Restrictions went, too, on outsiders’ single-brand shops, like Sweden’s IKEA, selling furniture. The government told foreigners they could buy minority stakes in domestic airlines. It also said it was selling equity stakes in state-run firms, to help fill the public kitty.

Investors cheered, the stockmarket rose and Mr Chidambaram hinted at still bigger changes to come. 

Seemingly endless talk about corruption fell away, a boon for Congress. But the political reaction, led by Ms Banerjee, only mounted. The opposition parties—the Bharatiya Janata Party (BJP), the Communists and various regional parties—organised street protests and vowed to block change. Even a Congress ally from Tamil Nadu joined the protests.

The BJP, which used its tantrums to stymie the parliamentary session that has just ended, demands that MPs now reconvene. Its approach looks risky: middle-class voters may think it is becoming anti-growth. But a rumour also spread suggesting Congress only wanted more balanced books so it could afford to dish out goodies in next spring’s budget.

Ms Banerjee’s stock is probably set to fall. Though outspoken, she also looks untrustworthy and fractious. Yet she leaves Congress in a bind. If Mr Singh pulls back hard on reforms, he will look craven and cowed by an ally a tenth his party’s size. Yet becoming a minority government is awkward too, especially given scandals over corruption and Congress’s likely walloping in several big state elections next year.

So, as The Economist went to press, Congress was hunting for a replacement for Ms Banerjee’s support. That may be a party which is not keen on early national polls.
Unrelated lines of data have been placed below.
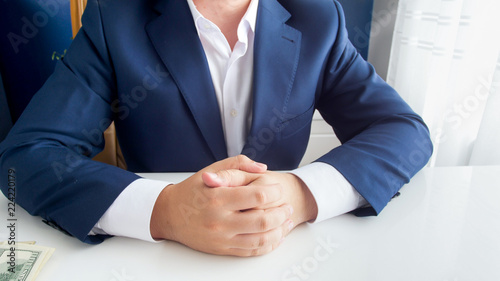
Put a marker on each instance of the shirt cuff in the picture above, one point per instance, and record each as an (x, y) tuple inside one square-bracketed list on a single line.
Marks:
[(130, 213), (334, 195)]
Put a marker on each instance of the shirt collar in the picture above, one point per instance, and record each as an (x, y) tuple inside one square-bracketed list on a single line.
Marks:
[(250, 16)]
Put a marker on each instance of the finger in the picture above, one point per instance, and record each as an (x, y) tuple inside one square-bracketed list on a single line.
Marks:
[(228, 178), (247, 197), (240, 162), (260, 221)]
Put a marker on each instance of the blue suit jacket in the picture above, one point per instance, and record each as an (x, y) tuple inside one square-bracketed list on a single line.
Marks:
[(141, 64)]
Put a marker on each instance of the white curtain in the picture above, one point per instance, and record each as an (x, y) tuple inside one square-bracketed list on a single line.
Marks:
[(445, 62)]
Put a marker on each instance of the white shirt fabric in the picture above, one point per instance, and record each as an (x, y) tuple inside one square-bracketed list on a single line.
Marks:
[(232, 73)]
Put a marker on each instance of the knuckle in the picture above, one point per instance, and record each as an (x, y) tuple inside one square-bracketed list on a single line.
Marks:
[(225, 175), (265, 223), (260, 197), (213, 226)]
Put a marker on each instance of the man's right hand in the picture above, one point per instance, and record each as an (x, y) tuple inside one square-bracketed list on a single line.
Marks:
[(223, 220)]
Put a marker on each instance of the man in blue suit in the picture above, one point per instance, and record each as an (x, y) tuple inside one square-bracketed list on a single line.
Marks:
[(191, 84)]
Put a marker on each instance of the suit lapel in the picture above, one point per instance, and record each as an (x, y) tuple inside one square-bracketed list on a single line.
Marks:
[(175, 39), (276, 56)]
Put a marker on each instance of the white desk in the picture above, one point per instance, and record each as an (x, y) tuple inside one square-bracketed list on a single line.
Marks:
[(445, 226)]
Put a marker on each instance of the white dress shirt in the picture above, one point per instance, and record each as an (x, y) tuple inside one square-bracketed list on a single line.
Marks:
[(232, 73)]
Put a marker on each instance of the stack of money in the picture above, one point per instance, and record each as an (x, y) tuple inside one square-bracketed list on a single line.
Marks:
[(22, 261)]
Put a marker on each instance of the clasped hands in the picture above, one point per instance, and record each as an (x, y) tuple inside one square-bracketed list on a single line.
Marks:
[(232, 207)]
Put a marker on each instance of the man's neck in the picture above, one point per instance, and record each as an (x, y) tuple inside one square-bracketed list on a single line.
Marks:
[(226, 14)]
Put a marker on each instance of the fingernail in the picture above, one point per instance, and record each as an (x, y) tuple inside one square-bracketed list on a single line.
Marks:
[(260, 165)]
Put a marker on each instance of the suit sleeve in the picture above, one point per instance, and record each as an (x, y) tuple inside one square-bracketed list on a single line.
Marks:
[(52, 144), (384, 143)]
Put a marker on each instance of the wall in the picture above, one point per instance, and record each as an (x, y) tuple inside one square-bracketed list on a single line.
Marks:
[(384, 18)]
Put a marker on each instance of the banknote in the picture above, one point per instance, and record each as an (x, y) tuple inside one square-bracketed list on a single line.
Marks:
[(22, 261)]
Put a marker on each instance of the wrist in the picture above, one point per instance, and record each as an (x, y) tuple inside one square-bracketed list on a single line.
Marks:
[(160, 224), (305, 202)]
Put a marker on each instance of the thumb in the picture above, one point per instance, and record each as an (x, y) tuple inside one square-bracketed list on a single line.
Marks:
[(240, 162), (228, 178)]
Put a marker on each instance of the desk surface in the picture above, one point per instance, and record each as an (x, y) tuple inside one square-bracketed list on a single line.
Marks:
[(445, 226)]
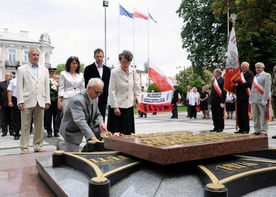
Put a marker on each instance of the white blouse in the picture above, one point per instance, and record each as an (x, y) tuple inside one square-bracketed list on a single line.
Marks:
[(70, 85)]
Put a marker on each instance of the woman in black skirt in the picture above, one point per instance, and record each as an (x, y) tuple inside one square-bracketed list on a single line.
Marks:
[(123, 91)]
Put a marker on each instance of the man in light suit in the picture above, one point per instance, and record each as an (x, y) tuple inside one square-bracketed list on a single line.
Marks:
[(259, 98), (99, 70), (33, 96), (82, 118), (217, 100), (6, 111)]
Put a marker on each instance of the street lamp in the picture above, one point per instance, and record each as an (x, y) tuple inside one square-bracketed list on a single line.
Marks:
[(178, 67), (105, 5)]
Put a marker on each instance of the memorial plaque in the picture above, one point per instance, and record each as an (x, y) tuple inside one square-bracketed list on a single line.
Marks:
[(176, 147)]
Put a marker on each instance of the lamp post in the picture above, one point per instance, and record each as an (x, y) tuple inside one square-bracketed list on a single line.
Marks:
[(178, 67), (105, 5)]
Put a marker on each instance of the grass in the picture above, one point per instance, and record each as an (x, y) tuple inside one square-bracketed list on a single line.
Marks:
[(180, 109)]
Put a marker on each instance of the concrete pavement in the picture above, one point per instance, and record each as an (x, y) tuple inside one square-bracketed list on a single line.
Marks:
[(152, 124)]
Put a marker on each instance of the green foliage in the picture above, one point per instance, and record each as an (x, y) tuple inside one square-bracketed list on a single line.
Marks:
[(203, 36), (190, 77), (204, 32), (61, 67), (151, 87)]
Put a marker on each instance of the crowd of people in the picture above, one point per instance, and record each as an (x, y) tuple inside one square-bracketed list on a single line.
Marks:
[(74, 104)]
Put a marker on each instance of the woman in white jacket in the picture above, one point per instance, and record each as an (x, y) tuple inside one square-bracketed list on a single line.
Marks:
[(71, 82), (194, 101)]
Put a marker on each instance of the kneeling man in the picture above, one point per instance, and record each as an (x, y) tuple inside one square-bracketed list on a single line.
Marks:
[(82, 118)]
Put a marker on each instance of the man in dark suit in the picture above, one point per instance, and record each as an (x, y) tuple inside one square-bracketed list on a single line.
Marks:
[(243, 93), (174, 102), (6, 111), (99, 70), (217, 99), (82, 118)]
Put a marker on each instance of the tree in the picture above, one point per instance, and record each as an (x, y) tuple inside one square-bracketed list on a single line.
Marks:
[(151, 87), (203, 36), (190, 77), (61, 67), (204, 32), (255, 29)]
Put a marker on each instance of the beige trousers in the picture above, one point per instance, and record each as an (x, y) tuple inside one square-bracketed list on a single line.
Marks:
[(37, 113)]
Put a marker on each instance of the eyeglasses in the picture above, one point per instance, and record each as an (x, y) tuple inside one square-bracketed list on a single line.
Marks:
[(97, 92)]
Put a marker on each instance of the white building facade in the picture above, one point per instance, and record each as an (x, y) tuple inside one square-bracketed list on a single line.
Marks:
[(14, 49)]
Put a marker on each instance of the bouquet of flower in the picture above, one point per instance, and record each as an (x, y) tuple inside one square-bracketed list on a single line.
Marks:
[(53, 89)]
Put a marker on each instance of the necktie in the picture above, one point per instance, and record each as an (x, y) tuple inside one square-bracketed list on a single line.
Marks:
[(91, 111)]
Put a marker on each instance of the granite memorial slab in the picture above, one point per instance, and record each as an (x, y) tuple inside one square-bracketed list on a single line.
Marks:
[(175, 147)]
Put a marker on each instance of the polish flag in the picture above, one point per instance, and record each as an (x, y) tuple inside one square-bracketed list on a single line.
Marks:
[(159, 78), (138, 14), (232, 71)]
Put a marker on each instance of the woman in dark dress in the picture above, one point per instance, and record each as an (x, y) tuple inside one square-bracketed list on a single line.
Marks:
[(204, 96)]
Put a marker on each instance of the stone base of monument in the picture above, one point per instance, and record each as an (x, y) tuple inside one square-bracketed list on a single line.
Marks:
[(112, 173), (174, 147)]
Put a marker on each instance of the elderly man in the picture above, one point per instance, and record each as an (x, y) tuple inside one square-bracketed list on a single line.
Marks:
[(260, 93), (243, 93), (82, 118), (33, 97), (217, 99)]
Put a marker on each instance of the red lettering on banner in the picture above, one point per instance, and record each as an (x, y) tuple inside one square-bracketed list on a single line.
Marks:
[(148, 108)]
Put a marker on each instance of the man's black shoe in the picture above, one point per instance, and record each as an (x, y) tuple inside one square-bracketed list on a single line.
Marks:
[(16, 137)]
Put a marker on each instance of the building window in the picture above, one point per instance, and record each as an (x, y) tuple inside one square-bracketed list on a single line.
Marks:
[(12, 55), (25, 56)]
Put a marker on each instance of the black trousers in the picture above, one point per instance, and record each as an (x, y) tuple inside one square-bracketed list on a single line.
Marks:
[(50, 116), (217, 116), (16, 114), (102, 109), (242, 112), (7, 120)]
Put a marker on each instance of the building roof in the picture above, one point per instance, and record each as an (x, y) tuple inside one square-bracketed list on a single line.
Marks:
[(17, 37)]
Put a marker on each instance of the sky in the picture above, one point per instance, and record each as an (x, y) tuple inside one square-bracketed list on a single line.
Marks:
[(77, 28)]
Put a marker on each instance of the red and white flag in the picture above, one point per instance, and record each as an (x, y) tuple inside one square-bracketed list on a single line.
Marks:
[(138, 14), (232, 70), (159, 78)]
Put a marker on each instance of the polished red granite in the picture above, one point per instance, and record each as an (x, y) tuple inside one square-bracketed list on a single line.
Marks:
[(187, 147)]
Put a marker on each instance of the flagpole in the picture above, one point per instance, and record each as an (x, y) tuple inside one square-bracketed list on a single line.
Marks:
[(233, 17), (148, 50), (133, 40)]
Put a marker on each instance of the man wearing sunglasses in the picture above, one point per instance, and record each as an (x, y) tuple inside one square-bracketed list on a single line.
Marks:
[(82, 118)]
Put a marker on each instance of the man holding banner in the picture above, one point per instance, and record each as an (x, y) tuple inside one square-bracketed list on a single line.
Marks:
[(217, 100), (243, 93), (260, 98)]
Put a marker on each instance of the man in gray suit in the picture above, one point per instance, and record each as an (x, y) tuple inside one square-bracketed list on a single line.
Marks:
[(33, 96), (259, 98), (82, 118)]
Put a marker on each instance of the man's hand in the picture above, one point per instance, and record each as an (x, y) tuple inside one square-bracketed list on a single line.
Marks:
[(103, 128), (117, 111), (10, 104), (21, 106), (47, 105), (95, 139)]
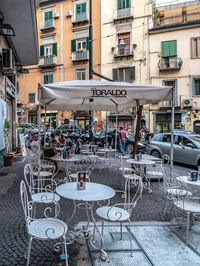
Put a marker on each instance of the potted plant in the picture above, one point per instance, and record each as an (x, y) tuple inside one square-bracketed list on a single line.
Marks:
[(8, 157)]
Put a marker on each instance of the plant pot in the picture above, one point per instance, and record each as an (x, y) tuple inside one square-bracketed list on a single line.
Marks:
[(19, 150), (8, 159)]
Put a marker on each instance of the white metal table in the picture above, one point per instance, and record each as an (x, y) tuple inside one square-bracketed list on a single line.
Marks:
[(141, 164), (94, 192)]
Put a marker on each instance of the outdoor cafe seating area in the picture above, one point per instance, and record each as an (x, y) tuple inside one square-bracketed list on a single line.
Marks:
[(43, 187)]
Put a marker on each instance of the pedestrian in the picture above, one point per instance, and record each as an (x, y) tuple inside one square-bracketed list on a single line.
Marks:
[(122, 139)]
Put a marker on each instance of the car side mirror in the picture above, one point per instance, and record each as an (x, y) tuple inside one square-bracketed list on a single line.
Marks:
[(191, 145)]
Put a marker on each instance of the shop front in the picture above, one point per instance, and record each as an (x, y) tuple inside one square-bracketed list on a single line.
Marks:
[(11, 111), (162, 122)]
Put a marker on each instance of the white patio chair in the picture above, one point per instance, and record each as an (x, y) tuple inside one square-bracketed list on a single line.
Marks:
[(173, 188), (44, 228), (121, 212), (41, 190)]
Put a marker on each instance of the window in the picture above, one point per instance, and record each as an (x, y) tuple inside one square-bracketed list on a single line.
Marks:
[(31, 97), (48, 50), (81, 11), (124, 74), (80, 44), (81, 74), (196, 86), (169, 48), (171, 83), (195, 47), (121, 4), (48, 78)]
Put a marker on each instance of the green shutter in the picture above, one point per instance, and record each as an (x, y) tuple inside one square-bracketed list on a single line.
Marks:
[(173, 48), (41, 50), (87, 43), (55, 49), (84, 8), (73, 46)]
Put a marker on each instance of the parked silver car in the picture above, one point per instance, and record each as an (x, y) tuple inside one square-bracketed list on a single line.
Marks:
[(186, 147)]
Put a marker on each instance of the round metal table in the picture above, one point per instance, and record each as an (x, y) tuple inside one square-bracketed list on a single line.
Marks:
[(93, 193)]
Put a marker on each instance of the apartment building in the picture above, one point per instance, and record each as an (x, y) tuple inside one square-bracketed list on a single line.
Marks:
[(63, 36), (16, 51), (174, 50), (124, 47)]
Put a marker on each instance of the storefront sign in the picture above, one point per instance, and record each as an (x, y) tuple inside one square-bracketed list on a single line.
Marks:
[(108, 93), (10, 88), (2, 122)]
Perhaps parliamentary backing could come from the 21 national MPs controlled by Mayawati, the dalit (untouchable) leader from Uttar Pradesh.

More likely the current ruler of Uttar Pradesh, the Samajwadi Party of Mulayam Singh Yadav, with 22 national MPs, might be persuaded to join if offered a big enough dollop of development funds for the state. One way or another Congress should hang on. The trouble is that the prospect of recasting India as open for reforms and higher growth could dim once more in the coming days. The baffling swirl of Indian politics makes for a gripping entertainment. But after the drama, will someone remember the economy and India’s stalled development?